On July the 1st, power prices rose around the country - in some places by as much as 20 per cent.
One Turnbull Government MP says renewable energy is to blame.
Craig Kelly, who chairs the government's Climate Change Committee, told the ABC the expensive power bills will have fatal consequences.
"People will die this winter because of policies that we have that subsidise renewable energy."
Labor MP Mark Butler hit back at those remarks, which come on the eve of a major meeting in Brisbane that will bring together energy ministers from the Commonwealth and the states.
"It sends a mesage that instead of taking a sober, evidence-based approach to energy policy at a critical time in the national debate on this question, the Coalition instead intends to continue their four-year-long crusade against renewable energy."
Business groups are urging the energy ministers to put politics aside at the meeting.
They'll be discussing chief scientist Alan Finkel's report on Australia's energy market, and trying to arrive at a unified response.
The Turnbull Government is ready to back 49 out of Dr Finkel's 50 suggestions.
But the Coalition has been unable to decide on the report's key recommendation: a clean energy target that would force power companies to source a percentage of their energy from so-called 'clean' sources.
The office of Nationals leader Barnaby Joyce told SBS the party will only support a target if low-emissions coal is allowed to count as clean energy.
Mr Joyce told Sky News an overly ambitious target will hurt struggling families.
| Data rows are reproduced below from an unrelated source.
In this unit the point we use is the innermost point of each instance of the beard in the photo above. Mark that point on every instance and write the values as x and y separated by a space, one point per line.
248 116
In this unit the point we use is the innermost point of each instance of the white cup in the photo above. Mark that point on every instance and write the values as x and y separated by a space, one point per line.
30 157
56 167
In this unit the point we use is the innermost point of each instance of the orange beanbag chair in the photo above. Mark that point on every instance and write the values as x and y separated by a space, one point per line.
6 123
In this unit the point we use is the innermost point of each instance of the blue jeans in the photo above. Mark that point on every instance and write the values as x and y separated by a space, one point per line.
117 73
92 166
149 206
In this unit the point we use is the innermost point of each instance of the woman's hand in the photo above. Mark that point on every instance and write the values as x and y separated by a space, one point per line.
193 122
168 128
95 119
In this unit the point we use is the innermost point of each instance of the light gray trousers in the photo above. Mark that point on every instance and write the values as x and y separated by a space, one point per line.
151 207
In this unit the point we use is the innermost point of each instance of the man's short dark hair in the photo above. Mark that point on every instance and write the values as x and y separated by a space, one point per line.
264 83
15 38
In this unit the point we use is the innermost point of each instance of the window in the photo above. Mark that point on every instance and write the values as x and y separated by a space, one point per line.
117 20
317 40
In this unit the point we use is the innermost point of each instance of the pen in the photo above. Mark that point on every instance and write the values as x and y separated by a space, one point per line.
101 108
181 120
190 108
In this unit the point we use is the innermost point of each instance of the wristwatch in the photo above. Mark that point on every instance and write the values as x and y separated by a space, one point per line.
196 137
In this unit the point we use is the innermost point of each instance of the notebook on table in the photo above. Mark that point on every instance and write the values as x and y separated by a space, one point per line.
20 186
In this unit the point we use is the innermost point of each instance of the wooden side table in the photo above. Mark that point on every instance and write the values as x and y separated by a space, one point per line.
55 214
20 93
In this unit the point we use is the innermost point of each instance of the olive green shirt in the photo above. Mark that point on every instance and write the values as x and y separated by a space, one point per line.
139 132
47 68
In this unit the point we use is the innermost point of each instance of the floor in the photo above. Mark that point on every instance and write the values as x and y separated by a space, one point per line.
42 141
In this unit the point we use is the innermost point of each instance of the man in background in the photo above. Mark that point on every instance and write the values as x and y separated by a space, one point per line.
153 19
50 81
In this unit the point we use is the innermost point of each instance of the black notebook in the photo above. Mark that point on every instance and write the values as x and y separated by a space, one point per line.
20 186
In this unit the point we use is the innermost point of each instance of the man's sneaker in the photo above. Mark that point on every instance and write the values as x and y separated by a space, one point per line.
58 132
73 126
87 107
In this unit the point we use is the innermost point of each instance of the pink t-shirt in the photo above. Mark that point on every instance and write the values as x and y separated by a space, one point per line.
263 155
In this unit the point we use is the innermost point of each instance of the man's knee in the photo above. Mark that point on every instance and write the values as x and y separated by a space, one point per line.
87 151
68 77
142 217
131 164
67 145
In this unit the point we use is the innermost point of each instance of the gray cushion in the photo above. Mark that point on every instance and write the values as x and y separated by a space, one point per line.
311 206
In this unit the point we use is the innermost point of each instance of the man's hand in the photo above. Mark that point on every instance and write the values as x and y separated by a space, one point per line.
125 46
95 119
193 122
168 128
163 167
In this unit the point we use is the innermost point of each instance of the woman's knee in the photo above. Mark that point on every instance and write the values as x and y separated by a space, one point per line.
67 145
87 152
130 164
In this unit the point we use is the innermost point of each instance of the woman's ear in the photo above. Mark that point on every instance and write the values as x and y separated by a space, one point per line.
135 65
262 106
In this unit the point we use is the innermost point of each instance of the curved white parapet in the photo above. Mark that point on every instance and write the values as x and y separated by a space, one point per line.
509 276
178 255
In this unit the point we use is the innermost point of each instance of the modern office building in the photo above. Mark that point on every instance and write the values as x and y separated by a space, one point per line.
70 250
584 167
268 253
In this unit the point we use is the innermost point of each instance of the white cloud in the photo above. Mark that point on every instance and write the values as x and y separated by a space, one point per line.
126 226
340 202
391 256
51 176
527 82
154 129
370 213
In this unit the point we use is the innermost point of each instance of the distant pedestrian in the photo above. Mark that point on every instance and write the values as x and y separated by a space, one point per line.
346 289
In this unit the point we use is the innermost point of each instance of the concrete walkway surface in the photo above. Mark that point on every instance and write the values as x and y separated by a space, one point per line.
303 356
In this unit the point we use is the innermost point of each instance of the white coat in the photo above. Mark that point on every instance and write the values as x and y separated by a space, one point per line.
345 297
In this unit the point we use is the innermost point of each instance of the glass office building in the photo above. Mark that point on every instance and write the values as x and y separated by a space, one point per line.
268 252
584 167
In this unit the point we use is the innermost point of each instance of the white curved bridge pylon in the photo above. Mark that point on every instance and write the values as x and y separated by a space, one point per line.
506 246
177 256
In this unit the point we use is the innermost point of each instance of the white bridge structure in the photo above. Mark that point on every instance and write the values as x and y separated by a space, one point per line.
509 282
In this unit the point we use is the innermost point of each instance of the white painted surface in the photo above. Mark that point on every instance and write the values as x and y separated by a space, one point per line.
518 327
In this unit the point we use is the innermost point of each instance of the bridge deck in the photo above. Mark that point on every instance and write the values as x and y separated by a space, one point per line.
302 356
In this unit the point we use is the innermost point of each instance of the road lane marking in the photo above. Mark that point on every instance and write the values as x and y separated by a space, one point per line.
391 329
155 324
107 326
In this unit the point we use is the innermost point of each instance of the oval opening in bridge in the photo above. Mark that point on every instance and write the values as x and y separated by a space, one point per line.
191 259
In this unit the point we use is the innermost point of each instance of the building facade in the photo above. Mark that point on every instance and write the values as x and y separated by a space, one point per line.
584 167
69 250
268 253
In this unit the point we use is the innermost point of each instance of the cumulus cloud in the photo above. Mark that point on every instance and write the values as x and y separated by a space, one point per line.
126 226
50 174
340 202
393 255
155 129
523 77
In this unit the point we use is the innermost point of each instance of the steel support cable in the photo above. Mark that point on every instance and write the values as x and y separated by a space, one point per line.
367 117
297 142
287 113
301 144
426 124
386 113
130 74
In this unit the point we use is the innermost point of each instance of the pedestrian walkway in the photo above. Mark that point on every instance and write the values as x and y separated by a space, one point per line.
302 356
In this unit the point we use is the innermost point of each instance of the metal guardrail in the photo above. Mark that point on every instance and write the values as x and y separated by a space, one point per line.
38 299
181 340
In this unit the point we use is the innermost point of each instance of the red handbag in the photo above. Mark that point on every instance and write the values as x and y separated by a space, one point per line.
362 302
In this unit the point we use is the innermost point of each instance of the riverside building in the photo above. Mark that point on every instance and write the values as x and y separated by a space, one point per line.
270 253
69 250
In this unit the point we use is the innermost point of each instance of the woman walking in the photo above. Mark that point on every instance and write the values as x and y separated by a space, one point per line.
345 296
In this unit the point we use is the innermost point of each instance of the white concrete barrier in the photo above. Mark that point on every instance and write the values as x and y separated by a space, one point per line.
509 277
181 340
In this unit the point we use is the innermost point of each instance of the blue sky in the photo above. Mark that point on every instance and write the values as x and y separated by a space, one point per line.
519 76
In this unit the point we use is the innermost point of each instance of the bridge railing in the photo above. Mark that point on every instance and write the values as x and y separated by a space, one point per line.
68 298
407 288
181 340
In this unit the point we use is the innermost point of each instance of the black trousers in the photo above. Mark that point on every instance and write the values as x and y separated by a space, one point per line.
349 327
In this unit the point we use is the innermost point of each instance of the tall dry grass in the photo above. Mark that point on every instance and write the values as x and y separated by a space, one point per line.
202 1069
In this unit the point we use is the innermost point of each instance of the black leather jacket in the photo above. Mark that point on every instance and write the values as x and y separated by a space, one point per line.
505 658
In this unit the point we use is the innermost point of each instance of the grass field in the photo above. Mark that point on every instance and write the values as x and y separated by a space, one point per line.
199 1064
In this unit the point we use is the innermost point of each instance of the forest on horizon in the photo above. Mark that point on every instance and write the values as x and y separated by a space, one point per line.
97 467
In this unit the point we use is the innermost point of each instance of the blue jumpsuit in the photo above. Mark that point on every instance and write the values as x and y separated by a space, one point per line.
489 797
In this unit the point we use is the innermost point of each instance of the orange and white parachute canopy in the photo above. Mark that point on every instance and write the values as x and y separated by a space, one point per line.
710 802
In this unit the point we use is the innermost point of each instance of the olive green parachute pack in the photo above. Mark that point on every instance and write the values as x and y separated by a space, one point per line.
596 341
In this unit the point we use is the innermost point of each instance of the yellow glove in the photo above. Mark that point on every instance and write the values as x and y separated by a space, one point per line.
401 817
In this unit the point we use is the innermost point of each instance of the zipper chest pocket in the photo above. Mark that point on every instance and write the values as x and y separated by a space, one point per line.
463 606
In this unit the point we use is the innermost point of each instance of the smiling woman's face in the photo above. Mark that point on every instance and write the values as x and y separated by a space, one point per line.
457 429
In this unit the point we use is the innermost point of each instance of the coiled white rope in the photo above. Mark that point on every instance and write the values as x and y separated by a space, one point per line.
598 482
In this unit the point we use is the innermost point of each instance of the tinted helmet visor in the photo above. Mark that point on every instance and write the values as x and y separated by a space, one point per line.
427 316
"We know the effect will be that the person, the poorer person, Mr and Mrs Smith in 123 Jones Street in the back street of a regional town or the suburbs will not be able to afford their power bill. And we're not going to do that to them. We're going to make sure we look after the people who are doing it tough. It's all very well for - you know, and I'm one of them - a politician who's probably doing it pretty well, pretty comfortable, doesn't really have to worry about their power bill, to inflict on other people something they can't afford."
The states with Labor governments -- Victoria, South Australia, Queensland and the ACT -- are already threatening to push ahead with their own renewable energy targets, with or without the Turnbull Government's approval.
Federal energy minister Josh Frydenberg is urging them to wait, saying the government might still agree on a national target.
"That does not make sense. Because one of the things that Dr Finkel pointed out was that we (should) have a national approach. And a clean energy target is one of the options that is being considered at the highest levels."
Hugh Saddler is an energy policy expert at the Australian National University.
He says the federal government should let the states take the lead if the federal government can't decide on a target.
"Well it's definitely a mess. I think what the Commonwealth should do if it can't agree on a national policy, it should actually stand behind and endorse the policies of the Victorian and Queensland and ACT and South Australian governments."
Many of the other 49 Finkel recommendations are likely to be less controversial, with the Coalition already agreeing to back them.
Among them are a plan for more battery storage for renewables and a new requirement that coal-fired power stations give three years' notice before shutting down.